Additionally, scripts can't see the real host root filesystem,
most notably they do not see the real `/var` with all of the
system data. A good example of the benefit of this is
["tests: Add a test case for a %post that does rm -rf /"](https://github.com/coreos/rpm-ostree/pull/888).
In addition to bubblewrap, rpm-ostree uses `rofiles-fuse`
from the ostree project which originally enforced the model that
a file that has multiple hardlinks is read-only, but
more recently gained `--copyup` support which acts
in a similar fashion to the in-kernel `overlayfs`.
(See also https://github.com/ostreedev/ostree/issues/2281)
### Kernel handling
ostree is entirely oriented around bootable filesystem trees;
its "source of truth" is the bootloader entries. It has opinions
about where the Linux kernel binaries are stored (the current
standard is in `/usr/lib/modules/$kver`.)
In contrast, traditional RPM is unaware of what a kernel is; it's
just another package. Most higher level package managers such
as yum gained some special casing around the kernel - because
it's not possible to restart the running kernel, traditional RPM
systems need to keep the kernel modules for the running kernel
around. For example yum/dnf have a concept of "installonlyn"
which defaults to 2 for the kernel package.
Additionally, for at least traditional Fedora derivatives with
yum/dnf, the initramfs is generated client side as part of
a kernel update.
But for rpm-ostree, the decision was made to default to a
pre-generated initramfs by default. Further, in order to implement transactional
upgrades, rpm-ostree needs to be in control of the initramfs
regeneration - it can't just be a script forked off without its
knowledge.
Further for rpm-ostree, easily replacing the kernel (as well as userspace)
is intended to be a first-class operation; you need to be able to do that
in order to debug production issues for example.
In contrast to the yum/dnf "installonly" for ostree there can be exactly one kernel per userspace
filesystem tree. To ostree, a "bootable ostree commit"
is the pair of (kernel, userspace).
rpm-ostree combines these two worlds, and goes to some
lengths to bend the libdnf stack to work this way. We reset
the "installonly" limit back to 1 to ensure we have exactly
one kernel. PR: https://github.com/coreos/rpm-ostree/pull/1228
Further, as noted above rpm-ostree takes over the handling of
invoking `dracut` - just like other scripts, it is run inside
a container with just read-only access to the system. `dracut`
generates the initramfs CPIO archive, which we then place inside
the `/usr/lib/modules/$kver` location.
If client-side initramfs regeneration is enabled, we may selectively
provide desired configuration files into this process. PR: https://github.com/coreos/rpm-ostree/pull/2170
### SELinux
Handling SELinux is very tricky, because it is a package that can affect
*every other package*. Specifically, the SELinux policy package
contains a vast set of regular expressions in `file_contexts`
to determine labeling.
For traditional librpm, this is a plugin.
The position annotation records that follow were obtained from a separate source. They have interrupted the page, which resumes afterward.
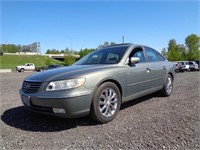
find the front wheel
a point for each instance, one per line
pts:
(167, 87)
(106, 103)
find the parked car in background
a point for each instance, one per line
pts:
(184, 65)
(193, 66)
(54, 66)
(178, 67)
(25, 67)
(197, 61)
(98, 83)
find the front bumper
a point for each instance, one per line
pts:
(74, 105)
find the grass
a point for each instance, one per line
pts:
(11, 61)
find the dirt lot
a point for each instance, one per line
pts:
(151, 122)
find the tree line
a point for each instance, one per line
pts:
(188, 51)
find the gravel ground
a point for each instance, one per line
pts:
(151, 122)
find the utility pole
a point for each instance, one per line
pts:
(71, 42)
(123, 39)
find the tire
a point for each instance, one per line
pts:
(22, 70)
(167, 87)
(106, 103)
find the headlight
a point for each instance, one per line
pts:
(65, 84)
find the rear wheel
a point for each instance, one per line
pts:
(106, 103)
(167, 87)
(22, 70)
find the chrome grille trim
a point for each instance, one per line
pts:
(31, 87)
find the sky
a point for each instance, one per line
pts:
(86, 24)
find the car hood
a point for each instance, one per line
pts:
(68, 72)
(19, 66)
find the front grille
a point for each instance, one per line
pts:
(41, 109)
(31, 87)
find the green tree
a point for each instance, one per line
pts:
(193, 44)
(48, 62)
(69, 59)
(85, 51)
(173, 54)
(164, 52)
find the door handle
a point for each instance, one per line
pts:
(148, 70)
(164, 68)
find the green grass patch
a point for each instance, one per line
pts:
(11, 61)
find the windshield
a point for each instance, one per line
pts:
(110, 55)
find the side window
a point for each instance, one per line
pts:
(138, 52)
(112, 58)
(153, 56)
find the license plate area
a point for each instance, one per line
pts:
(26, 100)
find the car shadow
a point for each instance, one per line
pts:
(139, 100)
(20, 117)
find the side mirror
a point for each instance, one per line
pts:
(134, 60)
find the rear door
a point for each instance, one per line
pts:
(157, 66)
(137, 74)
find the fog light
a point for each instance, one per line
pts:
(58, 110)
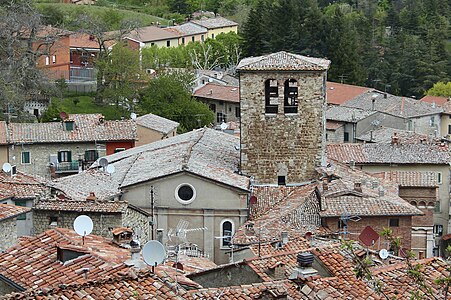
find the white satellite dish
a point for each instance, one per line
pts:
(6, 167)
(83, 225)
(110, 169)
(103, 162)
(383, 253)
(153, 253)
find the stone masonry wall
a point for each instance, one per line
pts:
(290, 144)
(103, 223)
(8, 233)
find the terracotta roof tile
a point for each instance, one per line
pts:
(219, 92)
(9, 211)
(283, 61)
(86, 128)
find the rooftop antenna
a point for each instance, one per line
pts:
(103, 162)
(83, 226)
(153, 253)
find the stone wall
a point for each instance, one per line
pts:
(290, 145)
(8, 233)
(103, 223)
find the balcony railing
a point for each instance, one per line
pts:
(67, 167)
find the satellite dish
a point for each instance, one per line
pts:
(6, 167)
(224, 126)
(110, 169)
(153, 253)
(383, 253)
(103, 162)
(83, 225)
(64, 115)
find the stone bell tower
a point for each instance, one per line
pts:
(283, 101)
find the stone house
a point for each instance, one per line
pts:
(21, 190)
(61, 148)
(282, 102)
(8, 224)
(188, 183)
(223, 100)
(421, 158)
(151, 128)
(216, 26)
(418, 116)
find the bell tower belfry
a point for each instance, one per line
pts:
(282, 101)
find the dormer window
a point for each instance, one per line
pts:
(291, 96)
(271, 96)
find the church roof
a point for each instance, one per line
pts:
(283, 61)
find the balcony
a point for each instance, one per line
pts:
(67, 167)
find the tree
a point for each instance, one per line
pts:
(168, 96)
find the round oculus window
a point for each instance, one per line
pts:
(185, 193)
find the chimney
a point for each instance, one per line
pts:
(92, 197)
(284, 236)
(305, 266)
(395, 139)
(325, 183)
(358, 187)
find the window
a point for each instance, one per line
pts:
(346, 137)
(393, 223)
(26, 157)
(220, 117)
(271, 96)
(291, 96)
(64, 156)
(91, 155)
(226, 233)
(438, 230)
(185, 193)
(24, 204)
(281, 180)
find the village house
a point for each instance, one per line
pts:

A major goal of OSTree from the start has been to ensure fully correct
handling of SELinux for the base operating system. The way
rpm-ostree handles this is by:
- Recompiling the policy as a `%posttrans` equivalent
- Loading the policy from the target root, and pass that loaded policy
to libostree, which consults it to use for the label of each
committed file.
This means that on an OSTree based system, the labels for the
files in the booted deployment (e.g. in `/usr`) are always
correct and set atomically - there's no need to relabel.
#### SELinux policy storage location
Another major difference between traditional yum/dnf and
rpm-ostree based systems is the location of the SELinux
policy store database itself. rpm-ostree overrides it
to be back in `/etc`, when it was moved to `/var` in the
RPM package around the Fedora 24 timeframe. For more information
see https://bugzilla.redhat.com/show_bug.cgi?id=1290659
and the comments in `rpmostree-postprocess.cxx`.